Federal law defines a “machinegun” as “any weapon which shoots, is designed to shoot, or can be readily restored to shoot, automatically more than one shot, without manual reloading, by a single function of the trigger.” 26 U.S.C. §5845(b). With a machinegun, a shooter can fire multiple times, or even continuously, by engaging the trigger only once. This capability distinguishes a machinegun from a semiautomatic firearm. With a semiautomatic firearm, the shooter can fire only one time by engaging the trigger. Using a technique called bump firing, shooters can fire semiautomatic firearms at rates approaching those of some machineguns. Although bump firing does not require any additional equipment, a “bump stock” is an accessory designed to make the technique easier.
“This case asks whether a bump stock—an accessory for a semi-automatic rifle that allows the shooter to rapidly reengage the trigger (and therefore achieve a high rate of fire)—converts the rifle into a “machinegun.” The Court held that it does not. Said the Court: “We conclude that semiautomatic rifle equipped with a bump stock is not a “machinegun” because it does not fire more than one shot “by a single function of the trigger.”

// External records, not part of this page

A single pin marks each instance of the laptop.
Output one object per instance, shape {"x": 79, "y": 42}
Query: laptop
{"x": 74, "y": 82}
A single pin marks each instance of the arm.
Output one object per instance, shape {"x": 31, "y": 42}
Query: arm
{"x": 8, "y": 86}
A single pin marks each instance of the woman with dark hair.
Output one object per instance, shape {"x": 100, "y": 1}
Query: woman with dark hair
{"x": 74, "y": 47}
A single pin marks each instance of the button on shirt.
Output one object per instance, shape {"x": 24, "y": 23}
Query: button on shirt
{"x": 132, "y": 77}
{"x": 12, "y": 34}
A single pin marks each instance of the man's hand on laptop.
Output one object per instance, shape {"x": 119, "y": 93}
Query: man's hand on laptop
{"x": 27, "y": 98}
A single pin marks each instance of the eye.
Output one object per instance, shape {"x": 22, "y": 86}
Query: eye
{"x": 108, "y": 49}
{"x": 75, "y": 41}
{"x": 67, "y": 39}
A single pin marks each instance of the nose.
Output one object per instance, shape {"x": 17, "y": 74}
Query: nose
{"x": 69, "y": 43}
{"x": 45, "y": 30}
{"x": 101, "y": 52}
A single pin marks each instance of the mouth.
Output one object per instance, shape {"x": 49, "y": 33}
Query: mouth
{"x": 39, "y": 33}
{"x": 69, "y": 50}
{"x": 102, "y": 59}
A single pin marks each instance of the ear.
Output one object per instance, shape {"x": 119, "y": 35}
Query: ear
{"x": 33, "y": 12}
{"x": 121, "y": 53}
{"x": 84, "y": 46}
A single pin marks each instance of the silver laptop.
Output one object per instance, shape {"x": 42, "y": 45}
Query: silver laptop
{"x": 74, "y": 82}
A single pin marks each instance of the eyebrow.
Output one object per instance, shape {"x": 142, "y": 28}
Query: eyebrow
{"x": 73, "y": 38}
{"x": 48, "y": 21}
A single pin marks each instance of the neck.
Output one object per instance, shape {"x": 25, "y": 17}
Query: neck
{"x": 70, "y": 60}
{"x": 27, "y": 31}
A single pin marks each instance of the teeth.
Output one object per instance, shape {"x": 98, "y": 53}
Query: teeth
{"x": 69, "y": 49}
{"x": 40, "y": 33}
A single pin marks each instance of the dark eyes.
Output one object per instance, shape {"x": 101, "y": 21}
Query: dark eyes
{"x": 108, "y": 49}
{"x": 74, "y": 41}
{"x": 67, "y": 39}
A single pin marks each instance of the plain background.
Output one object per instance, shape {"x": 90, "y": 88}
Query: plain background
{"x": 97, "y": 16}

For many years, the Bureau of Alcohol, Tobacco, Firearms and Explosives (ATF) consistently took the position that semiautomatic rifles equipped with bump stocks were not machineguns under §5845(b). The ATF abruptly changed course after the 2017 Las Vegas massacre, reversing its previous guidance and amending its regulations to provide that bump stocks are machineguns. See 83 Fed. Reg. 13442. The new Rule ordered owners of bump stocks either to destroy or surrender them to ATF to avoid criminal prosecution
In this case, Michael Cargill surrendered two bump stocks to ATF under protest, and then filed suit to challenge the Rule, arguing that the ATF lacked statutory authority to promulgate the Rule because bump stocks are not “machineguns” as defined in §5845(b). At the Supreme Court, Justice Thomas, joined by Chief Justice Roberts and Justices Alito, Gorsuch, Kavanaugh, and Barrett, agreed, holding that the ATF exceeded its statutory authority by issuing a Rule that classified a bump stock as a “machinegun” under §5845(b).
Said the Court: A semiautomatic rifle equipped with a bump stock is not a “machinegun” as defined by §5845(b) because: (1) it cannot fire more than one shot “by a single function of the trigger” and (2) even if it could, it would not do so “automatically.” A bump stock merely reduces the amount of time that elapses between separate “functions” of the trigger. Accordingly, the ATF exceeded its statutory authority by issuing a Rule that classifies bump stocks as machineguns.